Dependency Injection in Python

January 6, 2023 12 min read

Like most things in software engineering, the term dependency injection sounds a whole lot fancier than the thing it actually represents.

In this post, I will walk through what this looks like in practice and why it is a useful technique to apply.

Table of Contents

Defining dependency injection

Dependency injection can be defined as:

A design pattern whereby external dependencies are explicitly passed to a software component.

There is a slight misconception that this can only be achieved via a framework.

That is not true. There are a few main ways in which this can be done:

By passing dependencies to a method, function or class via their arguments.
With a DI framework like dependency_injector or inject in Python to bootstrap larger bits of configuration.
Alternatively, even with your own bootstrap script.

For the purposes of this post, we are going to focus on the first option. As it is probably the most common approach and one which will cover the bases we need.

Coupling and cohesion

We can’t go any further without framing what we mean when we talk about coupling and cohesion.
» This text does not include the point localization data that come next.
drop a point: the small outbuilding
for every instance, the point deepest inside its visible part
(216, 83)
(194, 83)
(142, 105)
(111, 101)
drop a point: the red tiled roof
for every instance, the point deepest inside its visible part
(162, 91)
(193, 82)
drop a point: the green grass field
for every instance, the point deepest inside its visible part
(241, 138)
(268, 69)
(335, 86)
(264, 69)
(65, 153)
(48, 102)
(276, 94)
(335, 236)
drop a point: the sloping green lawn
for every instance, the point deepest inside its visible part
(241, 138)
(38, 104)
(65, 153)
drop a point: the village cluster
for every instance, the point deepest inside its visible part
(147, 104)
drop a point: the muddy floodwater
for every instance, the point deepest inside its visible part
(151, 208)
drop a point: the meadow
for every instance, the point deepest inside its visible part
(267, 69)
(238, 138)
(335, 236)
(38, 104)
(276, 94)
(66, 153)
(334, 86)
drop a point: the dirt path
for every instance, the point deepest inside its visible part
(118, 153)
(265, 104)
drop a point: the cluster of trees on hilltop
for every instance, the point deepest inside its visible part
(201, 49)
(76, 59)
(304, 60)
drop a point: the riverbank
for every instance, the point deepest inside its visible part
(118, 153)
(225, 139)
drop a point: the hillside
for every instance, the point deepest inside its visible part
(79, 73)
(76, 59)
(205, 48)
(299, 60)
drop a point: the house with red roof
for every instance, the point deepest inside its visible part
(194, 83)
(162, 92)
Coupling describes how closely a set of components are dependent on each other and how closely they are connected.

Whereas cohesion relates to the degree in which components belong together.

We often talk about coupling as the devil, and something which we should strive to eliminate. And to an extent, that is a valiant cause. But it misses a slight nuance. Without any coupling, our system would be standalone components which do not interact with each other at all. I’m sure you’ll agree, that doesn’t sound all that useful!

We should however, strive to reduce and mitigate coupling throughout our systems. So that we can develop components independently of each other.

An example of tight coupling (and no DI)

For the purposes of this demo, let’s pretend we have a UserInterface class. It has an implicit dependency on the UserRepository. What kind of DB this is, is really not important. We can just assume that talks to a real database. Let us also assume that UserRepository manages connections to that database.

class UserNotAuthenticatedError(Exception):
    ...


class UserInterface:
    def __init__(self):
        self.repository = UserRepository()

    def get_user(self, user_id):
        user = self.repository.get_user(user_id=user_id)

        if not user.is_authenticated:
            raise UserNotAuthenticatedError()

        # do some extra stuff

Note that this is not good code to begin with.

We have no type hints, docstrings and some imports are missing. But let’s excuse these for now and move on!

The is_authenticated field also should probably have been wrapped into the database query. For example, if we were using the Django ORM. We might apply the following query:

User.objects.filter(is_authenticated=False, pk=user_id).exists

(The SQLAlchemy version of this would be fairly similar)

Or even the following, by leveraging the User.DoesNotExist exception which would be thrown if there was no result:

User.objects.get(pk=user_id, is_authenticated=False)

But we’re getting off track here, let’s move on!

It can be said that our UserInterface class is tightly coupled to the UserRepository and to the database itself.

It depends on UserRepository to retrieve the User record to fulfill its role.

Starting with a test

To guide our demonstration we will start with writing a unit test. We want a test to ensure that we can capture what happens when the user we retrieve is not authenticated.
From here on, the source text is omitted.